Tidak dapat dipungkiri bahwa saat ini banyak sekali saudara-saudara kita yang meninggalkan sholat dengan beragam macam alasan.
Terlalu mudah untuk menunjukan bukti bahwa umat Islam saat ini khususnya di Indonesia sudah banyak yang melalaikan shalat. Dapat kita saksikan bagaimana di saat azan berkumandang maka tempat-tempat yang dipenuhi umat Islam bukanlah masjid-masjid. Akan tetapi di jalan-jalan, di pusat perbelanjaan, di warung-warung makan dan sebagainya.
Apa yang menyebabkan mereka begitu ringan meninggalkan kewajiban yang teramat agung ini.

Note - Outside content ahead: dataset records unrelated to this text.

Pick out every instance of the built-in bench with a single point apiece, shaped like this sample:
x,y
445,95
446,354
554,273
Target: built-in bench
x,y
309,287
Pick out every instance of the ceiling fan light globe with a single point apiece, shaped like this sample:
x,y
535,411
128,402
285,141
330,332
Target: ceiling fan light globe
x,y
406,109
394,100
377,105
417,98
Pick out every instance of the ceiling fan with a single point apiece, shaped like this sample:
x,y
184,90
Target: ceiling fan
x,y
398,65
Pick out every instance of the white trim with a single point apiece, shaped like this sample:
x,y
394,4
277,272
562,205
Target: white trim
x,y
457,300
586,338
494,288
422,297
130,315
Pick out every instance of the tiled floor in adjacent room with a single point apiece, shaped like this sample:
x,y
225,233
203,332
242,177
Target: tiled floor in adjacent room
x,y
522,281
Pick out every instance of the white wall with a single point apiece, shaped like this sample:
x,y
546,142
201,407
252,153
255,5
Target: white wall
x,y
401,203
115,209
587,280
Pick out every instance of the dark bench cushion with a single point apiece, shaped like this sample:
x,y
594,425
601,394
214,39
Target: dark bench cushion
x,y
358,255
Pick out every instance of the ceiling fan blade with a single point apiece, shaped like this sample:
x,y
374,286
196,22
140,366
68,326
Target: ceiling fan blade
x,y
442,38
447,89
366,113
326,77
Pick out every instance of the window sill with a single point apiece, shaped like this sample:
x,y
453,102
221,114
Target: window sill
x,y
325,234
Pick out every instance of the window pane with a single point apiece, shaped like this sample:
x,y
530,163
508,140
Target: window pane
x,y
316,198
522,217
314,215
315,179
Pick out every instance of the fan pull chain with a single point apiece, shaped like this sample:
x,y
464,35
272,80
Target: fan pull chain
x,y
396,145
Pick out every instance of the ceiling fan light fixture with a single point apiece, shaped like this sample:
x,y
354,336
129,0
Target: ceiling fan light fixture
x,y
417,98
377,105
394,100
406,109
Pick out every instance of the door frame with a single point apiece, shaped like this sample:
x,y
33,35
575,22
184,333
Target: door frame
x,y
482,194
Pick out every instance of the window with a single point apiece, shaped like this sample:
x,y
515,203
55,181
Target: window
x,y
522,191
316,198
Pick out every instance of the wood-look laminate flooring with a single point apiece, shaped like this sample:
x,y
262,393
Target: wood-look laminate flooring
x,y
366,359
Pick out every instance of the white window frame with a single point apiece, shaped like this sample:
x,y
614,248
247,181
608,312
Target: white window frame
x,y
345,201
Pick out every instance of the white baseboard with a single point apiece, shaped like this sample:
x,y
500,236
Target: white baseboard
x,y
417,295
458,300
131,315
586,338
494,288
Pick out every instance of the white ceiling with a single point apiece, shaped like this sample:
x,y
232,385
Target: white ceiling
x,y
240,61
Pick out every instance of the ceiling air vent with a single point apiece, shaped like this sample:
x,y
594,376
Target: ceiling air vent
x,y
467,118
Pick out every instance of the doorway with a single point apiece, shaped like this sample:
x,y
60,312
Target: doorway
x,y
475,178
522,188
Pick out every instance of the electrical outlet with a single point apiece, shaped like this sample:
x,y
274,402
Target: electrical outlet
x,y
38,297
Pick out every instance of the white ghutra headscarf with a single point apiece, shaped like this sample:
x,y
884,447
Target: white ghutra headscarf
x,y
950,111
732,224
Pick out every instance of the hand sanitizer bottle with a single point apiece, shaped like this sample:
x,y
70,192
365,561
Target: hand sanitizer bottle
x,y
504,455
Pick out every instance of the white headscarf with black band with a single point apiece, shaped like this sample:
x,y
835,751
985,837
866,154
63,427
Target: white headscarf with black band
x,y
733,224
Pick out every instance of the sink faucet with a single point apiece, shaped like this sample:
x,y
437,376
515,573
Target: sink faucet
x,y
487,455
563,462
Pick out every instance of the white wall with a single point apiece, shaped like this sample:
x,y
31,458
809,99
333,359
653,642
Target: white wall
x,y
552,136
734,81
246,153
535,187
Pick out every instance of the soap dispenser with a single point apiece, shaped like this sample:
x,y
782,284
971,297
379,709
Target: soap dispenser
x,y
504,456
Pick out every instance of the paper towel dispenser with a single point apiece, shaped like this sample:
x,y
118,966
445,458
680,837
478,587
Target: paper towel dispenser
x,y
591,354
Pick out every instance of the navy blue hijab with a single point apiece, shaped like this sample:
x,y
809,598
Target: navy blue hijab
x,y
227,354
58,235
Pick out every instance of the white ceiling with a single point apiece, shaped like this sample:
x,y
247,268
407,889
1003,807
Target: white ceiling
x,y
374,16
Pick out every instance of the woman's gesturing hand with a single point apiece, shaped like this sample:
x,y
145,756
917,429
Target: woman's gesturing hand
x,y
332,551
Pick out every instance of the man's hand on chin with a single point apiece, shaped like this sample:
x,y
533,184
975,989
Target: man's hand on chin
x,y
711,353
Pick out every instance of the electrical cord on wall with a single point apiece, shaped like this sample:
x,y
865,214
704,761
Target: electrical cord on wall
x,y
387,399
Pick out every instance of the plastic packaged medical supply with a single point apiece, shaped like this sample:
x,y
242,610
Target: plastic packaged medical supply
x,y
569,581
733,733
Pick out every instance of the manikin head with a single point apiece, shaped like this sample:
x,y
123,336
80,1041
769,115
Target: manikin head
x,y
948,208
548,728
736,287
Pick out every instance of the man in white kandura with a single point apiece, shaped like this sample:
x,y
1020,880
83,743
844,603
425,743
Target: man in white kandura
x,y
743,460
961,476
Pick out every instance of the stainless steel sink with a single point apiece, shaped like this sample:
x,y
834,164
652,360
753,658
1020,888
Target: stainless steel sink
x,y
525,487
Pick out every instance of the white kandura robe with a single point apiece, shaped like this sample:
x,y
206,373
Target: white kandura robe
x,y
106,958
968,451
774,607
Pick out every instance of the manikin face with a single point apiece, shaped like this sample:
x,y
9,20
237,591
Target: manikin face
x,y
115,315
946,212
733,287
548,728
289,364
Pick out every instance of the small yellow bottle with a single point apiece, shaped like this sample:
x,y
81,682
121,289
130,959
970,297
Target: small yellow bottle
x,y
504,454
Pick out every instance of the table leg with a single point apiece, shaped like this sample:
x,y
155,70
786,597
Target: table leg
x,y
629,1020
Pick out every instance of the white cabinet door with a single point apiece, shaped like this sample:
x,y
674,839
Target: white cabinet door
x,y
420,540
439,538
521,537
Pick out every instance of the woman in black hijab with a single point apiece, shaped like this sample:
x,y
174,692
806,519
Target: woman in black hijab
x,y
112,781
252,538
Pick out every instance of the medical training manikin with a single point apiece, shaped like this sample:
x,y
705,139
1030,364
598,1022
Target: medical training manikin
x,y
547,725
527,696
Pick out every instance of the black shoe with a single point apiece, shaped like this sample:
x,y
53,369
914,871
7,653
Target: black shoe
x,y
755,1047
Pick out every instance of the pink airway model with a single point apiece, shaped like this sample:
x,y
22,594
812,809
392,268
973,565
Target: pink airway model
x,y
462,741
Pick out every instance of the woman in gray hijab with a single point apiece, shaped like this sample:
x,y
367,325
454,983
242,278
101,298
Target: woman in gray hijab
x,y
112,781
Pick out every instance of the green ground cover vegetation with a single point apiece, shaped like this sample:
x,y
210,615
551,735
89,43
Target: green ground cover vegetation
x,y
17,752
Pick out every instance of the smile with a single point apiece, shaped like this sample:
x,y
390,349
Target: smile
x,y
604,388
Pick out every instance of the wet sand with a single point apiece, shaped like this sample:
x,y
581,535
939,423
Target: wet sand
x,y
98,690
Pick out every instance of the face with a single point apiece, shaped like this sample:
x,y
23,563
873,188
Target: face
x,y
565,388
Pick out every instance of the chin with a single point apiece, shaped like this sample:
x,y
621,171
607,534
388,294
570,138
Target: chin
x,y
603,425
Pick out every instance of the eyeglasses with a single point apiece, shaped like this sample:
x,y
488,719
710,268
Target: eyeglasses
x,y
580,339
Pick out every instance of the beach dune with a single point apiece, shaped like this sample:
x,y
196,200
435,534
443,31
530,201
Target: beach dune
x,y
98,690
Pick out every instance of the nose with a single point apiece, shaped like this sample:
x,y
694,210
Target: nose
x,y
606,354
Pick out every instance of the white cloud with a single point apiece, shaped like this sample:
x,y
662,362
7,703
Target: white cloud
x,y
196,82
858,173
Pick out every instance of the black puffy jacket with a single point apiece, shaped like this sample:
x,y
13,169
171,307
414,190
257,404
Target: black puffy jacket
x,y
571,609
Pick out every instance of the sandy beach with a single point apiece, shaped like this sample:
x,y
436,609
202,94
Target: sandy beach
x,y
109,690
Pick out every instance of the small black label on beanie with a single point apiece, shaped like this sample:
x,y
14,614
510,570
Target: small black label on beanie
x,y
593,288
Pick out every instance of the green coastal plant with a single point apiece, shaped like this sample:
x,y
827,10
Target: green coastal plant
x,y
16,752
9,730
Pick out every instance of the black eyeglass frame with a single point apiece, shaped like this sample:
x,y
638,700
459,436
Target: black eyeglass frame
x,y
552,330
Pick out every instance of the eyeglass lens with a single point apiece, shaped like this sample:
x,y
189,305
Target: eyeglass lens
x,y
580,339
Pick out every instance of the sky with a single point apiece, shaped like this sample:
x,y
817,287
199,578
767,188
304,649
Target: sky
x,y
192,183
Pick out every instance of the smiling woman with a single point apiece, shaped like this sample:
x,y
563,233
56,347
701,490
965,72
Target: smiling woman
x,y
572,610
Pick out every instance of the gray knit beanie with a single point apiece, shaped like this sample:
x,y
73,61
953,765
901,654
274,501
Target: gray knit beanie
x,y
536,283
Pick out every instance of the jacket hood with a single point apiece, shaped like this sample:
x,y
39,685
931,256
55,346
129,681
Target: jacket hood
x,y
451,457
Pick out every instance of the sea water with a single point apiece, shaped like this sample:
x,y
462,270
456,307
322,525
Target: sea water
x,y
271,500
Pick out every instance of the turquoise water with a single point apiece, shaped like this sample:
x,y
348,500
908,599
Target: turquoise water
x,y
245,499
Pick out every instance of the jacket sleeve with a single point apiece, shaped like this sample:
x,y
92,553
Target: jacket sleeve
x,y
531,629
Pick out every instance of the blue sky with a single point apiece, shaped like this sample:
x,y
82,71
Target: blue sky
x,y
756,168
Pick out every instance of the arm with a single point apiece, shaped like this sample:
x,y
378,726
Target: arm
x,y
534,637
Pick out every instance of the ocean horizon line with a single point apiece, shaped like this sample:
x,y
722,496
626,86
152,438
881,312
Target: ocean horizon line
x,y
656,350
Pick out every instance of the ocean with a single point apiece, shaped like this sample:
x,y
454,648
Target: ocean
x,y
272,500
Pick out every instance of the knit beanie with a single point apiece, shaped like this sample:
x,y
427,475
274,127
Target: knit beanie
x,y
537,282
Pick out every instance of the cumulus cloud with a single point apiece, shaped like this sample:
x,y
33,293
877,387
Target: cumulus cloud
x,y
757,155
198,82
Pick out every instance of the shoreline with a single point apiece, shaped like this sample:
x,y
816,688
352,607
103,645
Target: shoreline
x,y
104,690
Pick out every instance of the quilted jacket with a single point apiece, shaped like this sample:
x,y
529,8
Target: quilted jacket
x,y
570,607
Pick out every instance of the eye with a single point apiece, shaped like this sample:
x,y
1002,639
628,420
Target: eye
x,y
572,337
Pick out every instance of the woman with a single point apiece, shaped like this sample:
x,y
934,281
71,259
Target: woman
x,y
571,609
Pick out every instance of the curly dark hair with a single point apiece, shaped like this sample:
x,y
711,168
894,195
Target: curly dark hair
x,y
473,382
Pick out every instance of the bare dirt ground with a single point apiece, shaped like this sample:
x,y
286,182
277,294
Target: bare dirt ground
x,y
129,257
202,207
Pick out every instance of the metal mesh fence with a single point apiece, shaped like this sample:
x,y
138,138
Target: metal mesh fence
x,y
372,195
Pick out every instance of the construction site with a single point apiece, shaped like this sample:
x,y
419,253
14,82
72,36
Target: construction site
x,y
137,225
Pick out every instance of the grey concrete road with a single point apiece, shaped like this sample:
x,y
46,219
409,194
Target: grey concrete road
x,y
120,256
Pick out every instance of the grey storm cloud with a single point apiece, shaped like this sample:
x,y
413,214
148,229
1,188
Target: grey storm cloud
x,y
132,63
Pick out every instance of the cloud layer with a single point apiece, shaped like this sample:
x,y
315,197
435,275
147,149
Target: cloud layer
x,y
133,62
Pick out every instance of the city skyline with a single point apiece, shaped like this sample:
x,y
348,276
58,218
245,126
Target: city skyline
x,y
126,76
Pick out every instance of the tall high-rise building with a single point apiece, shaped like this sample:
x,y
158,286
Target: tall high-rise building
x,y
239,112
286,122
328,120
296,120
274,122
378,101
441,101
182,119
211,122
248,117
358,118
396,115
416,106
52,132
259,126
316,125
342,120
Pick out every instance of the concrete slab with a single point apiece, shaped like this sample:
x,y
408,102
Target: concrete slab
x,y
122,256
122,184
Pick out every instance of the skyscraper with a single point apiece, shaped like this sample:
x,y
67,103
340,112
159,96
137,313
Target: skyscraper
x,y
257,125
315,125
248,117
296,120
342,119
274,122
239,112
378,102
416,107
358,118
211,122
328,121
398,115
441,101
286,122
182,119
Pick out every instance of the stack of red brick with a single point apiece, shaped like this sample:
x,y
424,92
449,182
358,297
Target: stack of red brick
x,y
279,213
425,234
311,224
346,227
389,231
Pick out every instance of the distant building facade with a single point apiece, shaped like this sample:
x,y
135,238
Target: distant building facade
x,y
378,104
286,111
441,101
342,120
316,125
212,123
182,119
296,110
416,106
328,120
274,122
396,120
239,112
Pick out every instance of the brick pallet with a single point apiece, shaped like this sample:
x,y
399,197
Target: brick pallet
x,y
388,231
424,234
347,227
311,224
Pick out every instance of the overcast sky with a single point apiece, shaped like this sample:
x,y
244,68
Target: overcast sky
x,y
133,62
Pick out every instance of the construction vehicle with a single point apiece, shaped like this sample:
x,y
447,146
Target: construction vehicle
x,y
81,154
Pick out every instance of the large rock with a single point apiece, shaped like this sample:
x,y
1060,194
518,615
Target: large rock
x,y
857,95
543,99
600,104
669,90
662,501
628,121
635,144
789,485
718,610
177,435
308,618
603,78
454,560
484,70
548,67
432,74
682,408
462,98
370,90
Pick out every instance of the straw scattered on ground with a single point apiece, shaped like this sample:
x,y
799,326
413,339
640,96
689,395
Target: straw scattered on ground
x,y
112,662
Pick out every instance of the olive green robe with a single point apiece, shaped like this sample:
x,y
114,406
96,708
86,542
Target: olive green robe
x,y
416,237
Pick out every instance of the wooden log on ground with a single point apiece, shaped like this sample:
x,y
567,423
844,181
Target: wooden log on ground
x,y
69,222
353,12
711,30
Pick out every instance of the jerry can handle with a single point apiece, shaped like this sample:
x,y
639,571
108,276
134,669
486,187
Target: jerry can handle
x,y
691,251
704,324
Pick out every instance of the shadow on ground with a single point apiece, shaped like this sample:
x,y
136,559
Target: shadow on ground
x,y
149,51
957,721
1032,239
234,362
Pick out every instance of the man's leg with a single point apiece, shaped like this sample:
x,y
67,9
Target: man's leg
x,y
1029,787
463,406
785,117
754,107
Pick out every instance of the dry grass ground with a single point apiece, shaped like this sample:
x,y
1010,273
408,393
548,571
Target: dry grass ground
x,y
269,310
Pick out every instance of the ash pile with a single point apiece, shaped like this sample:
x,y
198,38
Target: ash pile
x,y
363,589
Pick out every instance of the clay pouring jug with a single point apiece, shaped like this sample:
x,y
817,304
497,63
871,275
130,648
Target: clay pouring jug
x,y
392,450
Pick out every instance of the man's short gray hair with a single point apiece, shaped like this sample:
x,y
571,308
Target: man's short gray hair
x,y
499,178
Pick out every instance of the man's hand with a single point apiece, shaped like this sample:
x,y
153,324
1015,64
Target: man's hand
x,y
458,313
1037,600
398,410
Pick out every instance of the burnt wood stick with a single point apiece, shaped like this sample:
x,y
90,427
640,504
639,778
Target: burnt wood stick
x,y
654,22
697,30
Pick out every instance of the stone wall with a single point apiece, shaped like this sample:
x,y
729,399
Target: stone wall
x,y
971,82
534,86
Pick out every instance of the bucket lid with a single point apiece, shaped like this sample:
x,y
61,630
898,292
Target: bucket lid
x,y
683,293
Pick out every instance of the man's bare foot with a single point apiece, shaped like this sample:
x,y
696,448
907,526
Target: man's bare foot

Yang pensyariatannya tidak melalui malaikat Jibril 'alaihis salam seperti kewajiban-kewajiban yang lain, akan tetapi langsung dititahkan oleh Allah Subhanahu wa Ta'ala kepada Nabi Muhammad shallallahu 'alaihi wasallam di langit ke tujuh.
Sering kita mendengar para ustadz mengatakan bahwa sholat adalah tiang agama. Seperti yang dituturkan oleh Mu’adz bin Jabal, bahwasannya Rasulullah shallallahu 'alaihi wasallam bersabda, “Inti (pokok) segala perkara adalah Islam dan tiangnya (penopangnya) adalah shalat.” (HR. Tirmidzi no. 2616 dan Ibnu Majah no. 3973. Al Hafizh Abu Thohir mengatakan bahwa hadits ini hasan)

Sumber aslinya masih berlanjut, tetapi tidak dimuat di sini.